* S&P 500 posts 3.4 pct gain for month
* Energy index jumps as oil prices soar
* OPEC agreement also lifts bond yields
* Dow up 0.01 pct, S&P down 0.3 pct, Nasdaq down 1.1 pct
(Updates to close)
By Caroline Valetkevitch
Nov 30 U.S. stocks ended with big gains for
November on Wednesday thanks to a sharp post-election rally, but
the S&P 500 finished the day flat as drops in utilities and
technology offset energy's surge.
Energy shares jumped with oil prices after OPEC agreed to
cut production. U.S. oil prices rose 9.3 percent,
while the S&P energy index jumped 4.8 percent.
Bank shares also jumped after comments by Steven Mnuchin,
President-elect Donald Trump's pick for U.S. Treasury secretary,
told CNBC that tax reforms and trade pact overhauls would be
top priorities of the new administration. Bank of
America gained 4.5 percent.
But top dividend payers likes utilities and
telecommunications companies, whose stocks tend to fall as
interest rates rise, declined as bond yields jumped. The S&P
utility index was down 3.2 percent, while shares of
AT&T fell 2.2 percent.
"This is related to anticipation that if, indeed, energy
prices continue to rally ... it's going to benefit the U.S.
energy industry, which is a significant part of our economy,"
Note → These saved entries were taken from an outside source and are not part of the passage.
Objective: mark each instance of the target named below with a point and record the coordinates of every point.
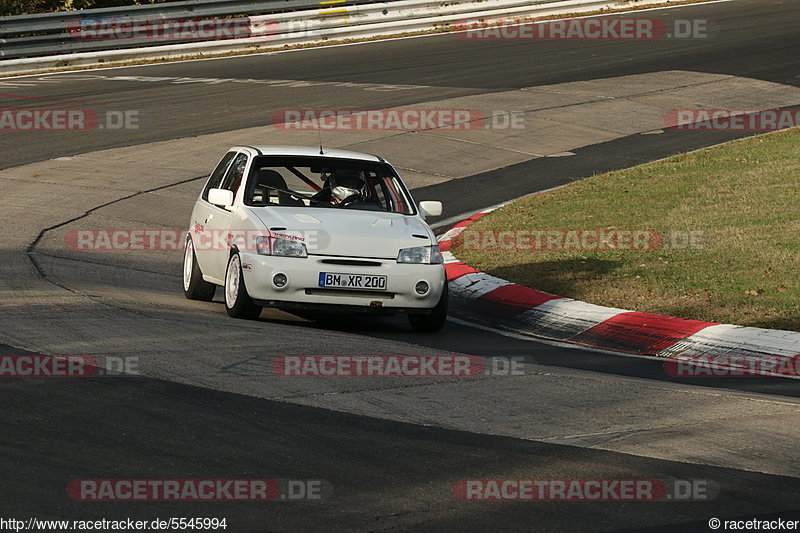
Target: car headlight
(280, 247)
(428, 255)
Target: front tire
(237, 302)
(194, 286)
(434, 320)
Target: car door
(203, 243)
(218, 222)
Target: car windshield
(316, 182)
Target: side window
(216, 176)
(233, 178)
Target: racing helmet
(346, 183)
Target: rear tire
(434, 320)
(194, 286)
(237, 302)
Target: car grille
(350, 262)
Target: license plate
(352, 281)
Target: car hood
(348, 232)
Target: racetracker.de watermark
(67, 366)
(393, 366)
(199, 490)
(733, 366)
(731, 119)
(591, 29)
(144, 29)
(399, 119)
(607, 239)
(171, 240)
(24, 119)
(597, 490)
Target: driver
(341, 185)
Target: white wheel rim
(188, 263)
(232, 279)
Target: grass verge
(739, 201)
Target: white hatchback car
(305, 229)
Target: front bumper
(303, 275)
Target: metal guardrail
(54, 39)
(57, 33)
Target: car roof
(306, 151)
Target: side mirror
(430, 208)
(222, 197)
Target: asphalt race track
(206, 405)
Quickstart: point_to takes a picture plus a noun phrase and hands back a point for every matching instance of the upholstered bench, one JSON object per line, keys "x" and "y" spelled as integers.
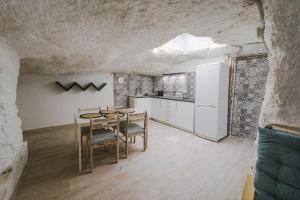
{"x": 278, "y": 164}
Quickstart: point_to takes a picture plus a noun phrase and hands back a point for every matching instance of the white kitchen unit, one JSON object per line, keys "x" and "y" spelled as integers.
{"x": 156, "y": 109}
{"x": 179, "y": 114}
{"x": 141, "y": 104}
{"x": 211, "y": 102}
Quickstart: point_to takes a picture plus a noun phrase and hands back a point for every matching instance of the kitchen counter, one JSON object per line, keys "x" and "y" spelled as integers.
{"x": 167, "y": 98}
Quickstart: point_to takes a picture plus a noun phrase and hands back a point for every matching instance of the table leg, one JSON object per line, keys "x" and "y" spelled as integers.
{"x": 76, "y": 136}
{"x": 79, "y": 148}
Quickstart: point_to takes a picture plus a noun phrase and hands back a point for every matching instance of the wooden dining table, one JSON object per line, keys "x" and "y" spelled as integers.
{"x": 82, "y": 119}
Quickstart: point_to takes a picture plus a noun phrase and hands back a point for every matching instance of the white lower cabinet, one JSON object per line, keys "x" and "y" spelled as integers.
{"x": 185, "y": 115}
{"x": 176, "y": 113}
{"x": 142, "y": 105}
{"x": 155, "y": 109}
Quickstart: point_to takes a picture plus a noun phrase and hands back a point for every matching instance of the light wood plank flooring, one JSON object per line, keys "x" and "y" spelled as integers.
{"x": 177, "y": 165}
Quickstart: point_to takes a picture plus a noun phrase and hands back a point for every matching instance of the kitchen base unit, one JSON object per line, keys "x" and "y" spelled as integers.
{"x": 175, "y": 113}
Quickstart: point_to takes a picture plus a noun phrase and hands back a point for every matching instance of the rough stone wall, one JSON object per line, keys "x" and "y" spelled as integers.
{"x": 282, "y": 99}
{"x": 13, "y": 151}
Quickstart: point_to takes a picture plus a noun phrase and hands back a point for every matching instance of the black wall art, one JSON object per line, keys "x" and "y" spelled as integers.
{"x": 83, "y": 88}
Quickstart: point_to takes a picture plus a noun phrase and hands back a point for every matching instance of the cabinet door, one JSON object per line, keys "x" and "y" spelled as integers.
{"x": 170, "y": 112}
{"x": 155, "y": 108}
{"x": 142, "y": 105}
{"x": 163, "y": 110}
{"x": 185, "y": 115}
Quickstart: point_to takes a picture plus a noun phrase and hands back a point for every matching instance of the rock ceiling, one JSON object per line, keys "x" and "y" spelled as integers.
{"x": 73, "y": 36}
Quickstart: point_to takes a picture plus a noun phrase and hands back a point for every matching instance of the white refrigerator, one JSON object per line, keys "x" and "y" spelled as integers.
{"x": 211, "y": 101}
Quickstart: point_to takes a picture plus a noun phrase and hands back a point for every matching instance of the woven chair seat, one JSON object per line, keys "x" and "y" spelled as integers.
{"x": 132, "y": 130}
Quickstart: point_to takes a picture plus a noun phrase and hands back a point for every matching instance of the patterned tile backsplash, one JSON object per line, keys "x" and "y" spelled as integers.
{"x": 248, "y": 92}
{"x": 177, "y": 84}
{"x": 135, "y": 84}
{"x": 131, "y": 84}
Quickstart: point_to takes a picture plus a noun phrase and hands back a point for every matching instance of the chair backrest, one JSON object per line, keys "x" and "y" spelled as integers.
{"x": 88, "y": 109}
{"x": 137, "y": 117}
{"x": 114, "y": 107}
{"x": 104, "y": 123}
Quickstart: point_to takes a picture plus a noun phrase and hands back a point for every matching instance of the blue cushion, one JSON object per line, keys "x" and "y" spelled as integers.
{"x": 133, "y": 129}
{"x": 278, "y": 166}
{"x": 85, "y": 130}
{"x": 101, "y": 136}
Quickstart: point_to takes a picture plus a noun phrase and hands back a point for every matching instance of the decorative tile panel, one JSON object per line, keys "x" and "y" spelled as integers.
{"x": 177, "y": 84}
{"x": 132, "y": 83}
{"x": 248, "y": 92}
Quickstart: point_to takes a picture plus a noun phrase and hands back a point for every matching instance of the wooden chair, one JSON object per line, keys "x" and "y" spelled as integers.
{"x": 248, "y": 192}
{"x": 84, "y": 130}
{"x": 114, "y": 107}
{"x": 129, "y": 129}
{"x": 102, "y": 134}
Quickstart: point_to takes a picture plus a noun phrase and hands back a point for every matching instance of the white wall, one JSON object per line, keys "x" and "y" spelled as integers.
{"x": 13, "y": 151}
{"x": 42, "y": 103}
{"x": 190, "y": 66}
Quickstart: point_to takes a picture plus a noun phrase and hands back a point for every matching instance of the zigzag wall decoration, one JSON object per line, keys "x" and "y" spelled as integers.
{"x": 67, "y": 88}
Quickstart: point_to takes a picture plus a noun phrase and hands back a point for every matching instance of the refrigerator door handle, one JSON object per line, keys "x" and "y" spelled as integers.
{"x": 211, "y": 106}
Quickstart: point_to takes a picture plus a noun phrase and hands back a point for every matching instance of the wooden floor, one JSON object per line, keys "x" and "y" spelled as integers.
{"x": 177, "y": 165}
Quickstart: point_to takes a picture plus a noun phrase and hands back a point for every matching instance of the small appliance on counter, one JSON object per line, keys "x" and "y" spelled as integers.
{"x": 159, "y": 93}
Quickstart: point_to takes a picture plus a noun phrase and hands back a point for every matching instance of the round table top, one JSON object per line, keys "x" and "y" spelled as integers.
{"x": 108, "y": 111}
{"x": 90, "y": 115}
{"x": 126, "y": 110}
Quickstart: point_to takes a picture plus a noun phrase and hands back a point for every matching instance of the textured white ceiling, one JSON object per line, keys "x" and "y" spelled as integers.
{"x": 73, "y": 36}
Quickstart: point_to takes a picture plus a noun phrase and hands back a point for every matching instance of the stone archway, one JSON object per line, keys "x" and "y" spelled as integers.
{"x": 13, "y": 151}
{"x": 282, "y": 32}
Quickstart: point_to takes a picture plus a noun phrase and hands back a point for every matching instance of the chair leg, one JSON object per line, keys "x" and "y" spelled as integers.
{"x": 126, "y": 146}
{"x": 145, "y": 142}
{"x": 117, "y": 150}
{"x": 91, "y": 158}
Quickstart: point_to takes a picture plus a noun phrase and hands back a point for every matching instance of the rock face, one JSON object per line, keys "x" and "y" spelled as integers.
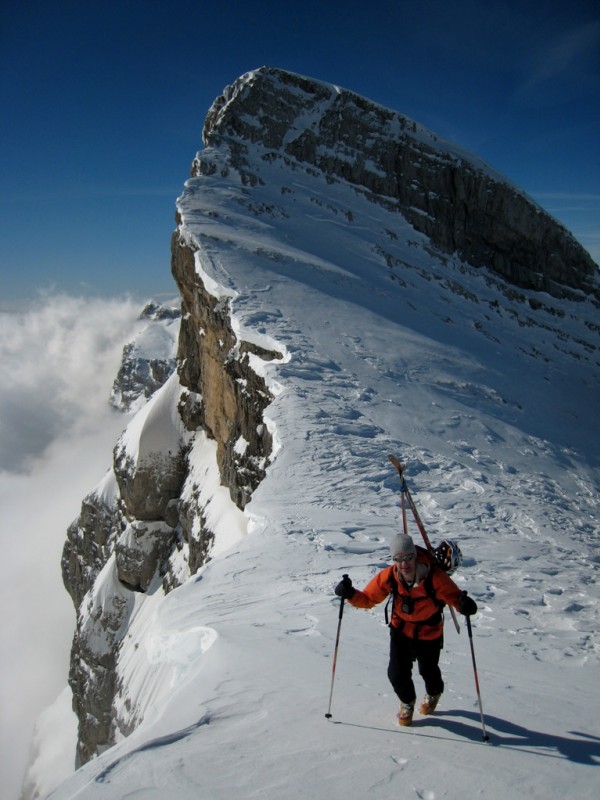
{"x": 148, "y": 360}
{"x": 148, "y": 526}
{"x": 461, "y": 204}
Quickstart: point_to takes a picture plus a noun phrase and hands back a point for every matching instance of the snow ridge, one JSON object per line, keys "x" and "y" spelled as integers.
{"x": 489, "y": 394}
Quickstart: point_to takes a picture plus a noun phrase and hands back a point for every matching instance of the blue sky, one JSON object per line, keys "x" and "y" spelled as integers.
{"x": 103, "y": 104}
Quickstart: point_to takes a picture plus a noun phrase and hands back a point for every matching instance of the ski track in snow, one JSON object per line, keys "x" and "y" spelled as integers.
{"x": 381, "y": 361}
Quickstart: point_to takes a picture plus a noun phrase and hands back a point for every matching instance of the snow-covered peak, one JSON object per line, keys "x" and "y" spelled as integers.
{"x": 372, "y": 339}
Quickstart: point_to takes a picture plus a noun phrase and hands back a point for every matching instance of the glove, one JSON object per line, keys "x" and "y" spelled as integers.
{"x": 344, "y": 589}
{"x": 467, "y": 606}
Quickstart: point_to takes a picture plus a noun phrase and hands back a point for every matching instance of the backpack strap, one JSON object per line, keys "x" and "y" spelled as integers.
{"x": 429, "y": 590}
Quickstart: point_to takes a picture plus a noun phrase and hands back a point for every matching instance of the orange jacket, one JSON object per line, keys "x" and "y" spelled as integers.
{"x": 424, "y": 622}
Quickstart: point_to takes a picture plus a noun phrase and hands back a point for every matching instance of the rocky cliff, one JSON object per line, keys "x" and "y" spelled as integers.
{"x": 282, "y": 153}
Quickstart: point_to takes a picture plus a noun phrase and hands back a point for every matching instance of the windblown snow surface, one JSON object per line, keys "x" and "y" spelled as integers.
{"x": 492, "y": 401}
said Tim Ghriskey, chief investment officer of Solaris Group in
Bedford Hills, New York.
"That pressures other high-income plays, because as the
economy accelerates there's a greater possibility the Fed might
increase their pace of interest rate hikes," he said. "It could
be a reallocation of capital."
Investor expectations are high that the Federal Reserve will
raise rates at its meeting next month.
For the day, the Dow Jones industrial average was up
1.98 points, or 0.01 percent, to 19,123.58, the S&P 500
lost 5.85 points, or 0.27 percent, to 2,198.81 and the Nasdaq
Composite dropped 56.24 points, or 1.05 percent, to
For the month, the Dow was up 5.4 percent, the S&P 500 was
up 3.4 percent and the Nasdaq was up 2.6 percent.
All three indexes hit record highs this month. Investors
expect Trump's election will lead to higher spending on
infrastructure and simpler regulations.
Volume was well above average. About 9.5 billion shares
changed hands on U.S. exchanges, compared with the 7.9 billion
daily average for the past 20 trading days, according to Thomson
Declining issues outnumbered advancing ones on the NYSE by a
1.53-to-1 ratio; on Nasdaq, a 1.82-to-1 ratio favored decliners.
The S&P 500 posted 65 new 52-week highs and 3 new lows; the
Nasdaq Composite recorded 185 new highs and 47 new lows.